Dans un arrêt en date du 28 décembre 2018, le Conseil d’Etat a considéré que l’usage initial du bien ne doit pas être pris en compte pour définir la destination d’une construction ancienne, édifiée sans permis de construire, et se trouvant dans un état d’abandon (CE 28 décembre 2018, n° 408743)
Certains travaux effectués sur des constructions existantes emportent changement entre les destinations prévues à l’article R. 151-27 du Code de l’urbanisme, à savoir :
- Exploitation agricole et forestière ;
- Habitation ;
- Commerce et activités de service ;
- Equipements d’intérêt collectif et services publics ;
- Autres activités des secteurs secondaire ou tertiaire.
En raison des incidences qu’ils peuvent avoir sur les règles d’urbanisme, les travaux conduisant à établir un changement de destination de l’immeuble sont soumis à autorisation, qu’il s’agisse :
- D’un permis de construire lorsqu’ils s’accompagnent de travaux ayant pour effet de modifier les structures porteuses ou la façade du bâtiment (article R. 421-14 du Code de l’urbanisme),
- D’une déclaration préalable dans les autres cas (article R. 421-17 du Code de l’urbanisme).
Afin de déterminer si des travaux emportent changement entre les destinations précitées, il convient dans un premier temps de s’interroger sur la destination initiale du bien, avant d’apprécier l’importance et la nature des travaux effectués sur son emprise.
La notion de destination initiale a fait l’objet de jurisprudences fluctuantes.
Ainsi, le Conseil d’Etat considère que la destination initiale du bâtiment s’entend de la destination reconnue par une autorisation d’urbanisme (CE, 12 mars 2012, Commune de Ramatuelle, n°336263).
Lorsque la construction a été édifiée avant la loi du 15 juin 1943 relative au permis de construire, le changement de destination de la construction s’apprécie au regard de sa dernière utilisation connue, à savoir sa destination effective (CAA Lyon, 12 avr. 2018, n° 16LY01751).
Ces jurisprudences n’apportent en revanche aucune précision quant au moyen de déterminer la destination initiale d’un bien édifié avant la loi du 15 juin 1943, et dont l’état d’abandon ne permet pas de connaître la dernière utilisation effective.
C’est ce qu’est venu clarifier le Conseil d’Etat dans l’arrêt commenté.
Saisi de la légalité d’un arrêté par lequel le Maire de la commune de HYERES a refusé de délivrer au pétitionnaire un permis de construire portant sur la réhabilitation, à des fins d’habitation, d’une ancienne bergerie en pierres, le Conseil d’Etat a précisé le mode de détermination d’une construction existante, lorsque celle-ci n’a pas fait l’objet d’une autorisation et que sa destination effective ne peut être connue.
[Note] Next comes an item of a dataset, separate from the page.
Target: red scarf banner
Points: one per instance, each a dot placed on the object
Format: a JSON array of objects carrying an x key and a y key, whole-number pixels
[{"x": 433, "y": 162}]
Censurant l’appréciation portée par le Tribunal Administratif de Toulon et la Cour Administrative d’Appel de Marseille, le Conseil d’Etat a ainsi jugé que :
« Si l’usage d’une construction résulte en principe de la destination figurant à son permis de construire, lorsqu’une construction, en raison de son ancienneté, a été édifiée sans permis de construire et que son usage initial a depuis longtemps cessé en raison de son abandon, l’administration, saisie d’une demande d’autorisation de construire, ne peut légalement fonder sa décision sur l’usage initial de la construction ; il lui incombe d’examiner si, compte tenu de l’usage qu’impliquent les travaux pour lesquels une autorisation est demandée, celle-ci peut être légalement accordée sur le fondement des règles d’urbanisme applicables. (…) En jugeant ensuite que cette construction était à usage agricole en se fondant sur la seule circonstance qu’elle avait été initialement utilisée comme bergerie, alors même qu’elle relevait que cet usage avait cessé depuis des décennies, la cour a commis une erreur de droit. »
Ainsi, la réhabilitation d’un bâtiment ancien et abandonné doit être appréhendée en fonction des règles actuellement en vigueur, sans tenir compte de sa destination initiale.